We all negotiate everything, and we all only pay for what we think things are worth to us. Disney pays CM what they think the job is worth. There is no indentured servitude that requires the CMs to take the gig; there are no requirements that they stay once they've taken it.

Disney pays higher than minimum wage for what, by all definitions, are minimum wage jobs. I fail to see why so many seem to have problems with that.
 
Thank you for the info! I only read through the first couple of posts, but I will go back and read the rest, when I have more time.

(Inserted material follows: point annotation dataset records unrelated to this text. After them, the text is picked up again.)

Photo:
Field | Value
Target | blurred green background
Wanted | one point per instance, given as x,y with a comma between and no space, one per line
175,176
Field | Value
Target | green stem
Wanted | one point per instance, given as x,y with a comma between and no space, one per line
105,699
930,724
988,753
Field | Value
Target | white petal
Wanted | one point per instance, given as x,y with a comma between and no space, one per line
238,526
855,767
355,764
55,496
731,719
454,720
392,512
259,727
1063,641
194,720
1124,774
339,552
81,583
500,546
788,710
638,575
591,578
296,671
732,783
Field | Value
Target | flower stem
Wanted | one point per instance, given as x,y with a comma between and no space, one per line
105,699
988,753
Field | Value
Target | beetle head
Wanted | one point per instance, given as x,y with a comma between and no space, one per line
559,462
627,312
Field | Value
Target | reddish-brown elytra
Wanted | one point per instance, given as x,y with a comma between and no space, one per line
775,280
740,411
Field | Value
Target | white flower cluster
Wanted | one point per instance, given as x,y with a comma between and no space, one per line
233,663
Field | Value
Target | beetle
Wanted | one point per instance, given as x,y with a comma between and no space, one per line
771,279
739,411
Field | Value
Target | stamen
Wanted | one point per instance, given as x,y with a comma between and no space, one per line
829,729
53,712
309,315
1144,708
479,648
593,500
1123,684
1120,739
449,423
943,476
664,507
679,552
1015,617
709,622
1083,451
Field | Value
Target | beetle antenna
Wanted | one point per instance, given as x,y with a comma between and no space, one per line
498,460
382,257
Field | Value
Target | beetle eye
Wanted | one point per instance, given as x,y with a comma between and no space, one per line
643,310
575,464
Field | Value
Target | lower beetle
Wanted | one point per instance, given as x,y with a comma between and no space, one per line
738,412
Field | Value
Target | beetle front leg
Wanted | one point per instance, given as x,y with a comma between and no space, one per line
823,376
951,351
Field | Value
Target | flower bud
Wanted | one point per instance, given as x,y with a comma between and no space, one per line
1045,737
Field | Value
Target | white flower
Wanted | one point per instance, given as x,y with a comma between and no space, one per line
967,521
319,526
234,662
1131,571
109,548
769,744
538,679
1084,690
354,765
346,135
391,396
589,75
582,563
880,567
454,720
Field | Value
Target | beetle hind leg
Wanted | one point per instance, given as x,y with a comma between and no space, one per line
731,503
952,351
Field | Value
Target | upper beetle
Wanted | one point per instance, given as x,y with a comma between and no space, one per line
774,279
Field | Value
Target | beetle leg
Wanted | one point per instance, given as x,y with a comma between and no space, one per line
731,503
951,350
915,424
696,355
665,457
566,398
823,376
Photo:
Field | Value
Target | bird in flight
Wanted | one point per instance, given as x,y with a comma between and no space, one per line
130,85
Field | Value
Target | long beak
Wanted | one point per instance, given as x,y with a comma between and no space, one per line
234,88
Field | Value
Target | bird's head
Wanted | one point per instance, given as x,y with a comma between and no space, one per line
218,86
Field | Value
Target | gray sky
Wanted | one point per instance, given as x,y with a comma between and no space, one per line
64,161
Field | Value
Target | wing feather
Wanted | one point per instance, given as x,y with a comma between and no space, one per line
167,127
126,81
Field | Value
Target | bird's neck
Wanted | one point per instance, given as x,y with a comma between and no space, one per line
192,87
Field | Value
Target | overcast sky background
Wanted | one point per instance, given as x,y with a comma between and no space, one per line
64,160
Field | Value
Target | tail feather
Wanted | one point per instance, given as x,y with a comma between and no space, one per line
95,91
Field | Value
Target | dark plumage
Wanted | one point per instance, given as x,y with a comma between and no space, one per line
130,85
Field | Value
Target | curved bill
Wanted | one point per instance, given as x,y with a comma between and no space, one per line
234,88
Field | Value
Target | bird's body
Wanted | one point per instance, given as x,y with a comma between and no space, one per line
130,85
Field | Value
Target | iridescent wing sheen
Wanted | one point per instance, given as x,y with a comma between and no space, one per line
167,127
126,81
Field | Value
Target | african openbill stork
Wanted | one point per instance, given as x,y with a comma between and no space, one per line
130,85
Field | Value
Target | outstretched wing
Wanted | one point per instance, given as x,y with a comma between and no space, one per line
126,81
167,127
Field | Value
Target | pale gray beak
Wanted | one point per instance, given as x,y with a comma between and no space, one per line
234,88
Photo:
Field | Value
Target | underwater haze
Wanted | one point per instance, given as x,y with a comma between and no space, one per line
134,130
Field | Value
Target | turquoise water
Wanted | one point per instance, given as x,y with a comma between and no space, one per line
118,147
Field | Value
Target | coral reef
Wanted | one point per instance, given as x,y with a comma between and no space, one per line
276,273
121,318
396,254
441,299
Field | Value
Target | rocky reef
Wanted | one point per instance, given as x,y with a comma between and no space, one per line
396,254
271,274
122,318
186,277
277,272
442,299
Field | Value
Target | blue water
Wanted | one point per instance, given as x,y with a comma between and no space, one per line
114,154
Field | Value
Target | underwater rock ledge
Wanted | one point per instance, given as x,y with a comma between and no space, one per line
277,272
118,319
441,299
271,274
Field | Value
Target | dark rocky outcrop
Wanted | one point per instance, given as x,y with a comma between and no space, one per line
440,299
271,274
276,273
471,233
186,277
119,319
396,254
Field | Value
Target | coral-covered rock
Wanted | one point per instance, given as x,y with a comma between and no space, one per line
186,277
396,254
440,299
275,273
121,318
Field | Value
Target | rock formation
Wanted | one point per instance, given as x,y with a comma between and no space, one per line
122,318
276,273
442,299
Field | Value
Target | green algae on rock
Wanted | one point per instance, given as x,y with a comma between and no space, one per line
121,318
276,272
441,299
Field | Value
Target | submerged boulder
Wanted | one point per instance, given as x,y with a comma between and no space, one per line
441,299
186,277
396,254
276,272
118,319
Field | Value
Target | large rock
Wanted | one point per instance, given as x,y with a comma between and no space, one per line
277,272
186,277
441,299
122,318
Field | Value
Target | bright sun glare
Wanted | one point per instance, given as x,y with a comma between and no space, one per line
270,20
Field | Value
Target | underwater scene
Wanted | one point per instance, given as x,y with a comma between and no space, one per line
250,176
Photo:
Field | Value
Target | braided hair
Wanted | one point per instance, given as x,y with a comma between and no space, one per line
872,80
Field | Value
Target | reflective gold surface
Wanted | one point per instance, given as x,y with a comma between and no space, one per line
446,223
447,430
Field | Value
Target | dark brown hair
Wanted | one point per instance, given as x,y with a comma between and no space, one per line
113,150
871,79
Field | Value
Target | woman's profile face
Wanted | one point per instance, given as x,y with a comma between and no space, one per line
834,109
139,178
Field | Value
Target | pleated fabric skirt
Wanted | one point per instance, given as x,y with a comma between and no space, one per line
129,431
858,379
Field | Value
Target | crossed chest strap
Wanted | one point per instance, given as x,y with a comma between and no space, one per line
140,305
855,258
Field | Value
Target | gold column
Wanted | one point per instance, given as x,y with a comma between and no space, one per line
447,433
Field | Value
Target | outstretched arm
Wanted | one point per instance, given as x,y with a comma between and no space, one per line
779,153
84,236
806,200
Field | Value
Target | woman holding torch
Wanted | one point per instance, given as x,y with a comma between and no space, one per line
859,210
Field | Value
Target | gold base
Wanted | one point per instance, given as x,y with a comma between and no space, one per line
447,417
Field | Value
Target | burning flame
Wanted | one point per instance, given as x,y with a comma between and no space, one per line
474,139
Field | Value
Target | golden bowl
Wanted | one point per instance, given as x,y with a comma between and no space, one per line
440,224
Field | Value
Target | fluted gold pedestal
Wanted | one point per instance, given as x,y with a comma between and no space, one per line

My younger DD had expressed an interest in working for Disney, after we had two recent trips (TDL in March and WDW earlier this month). Of course, I didn't try to show too much disappointment, because all these years, she's been wanting to be an Oncologist, showing much determination and drive, after her friend (and a few others we know) had been diagnosed with cancer. I don't know exactly what my DD wants to do at Disney, and it may just be that she's still under that Disney Magic phase. However, I do have some concerns, since she will be starting her Junior year of high school in August, and she's mentioned this several times already. I know that she is young and may still change her mind about her career choice many times, before she decides exactly what she'd like to do. And yes, I realize it is her decision what she wants to do in life, but I would want her to be aware of reality and not just be caught up in the pixie dust. I plan to show her the info posted regarding positions and salaries and see what she says.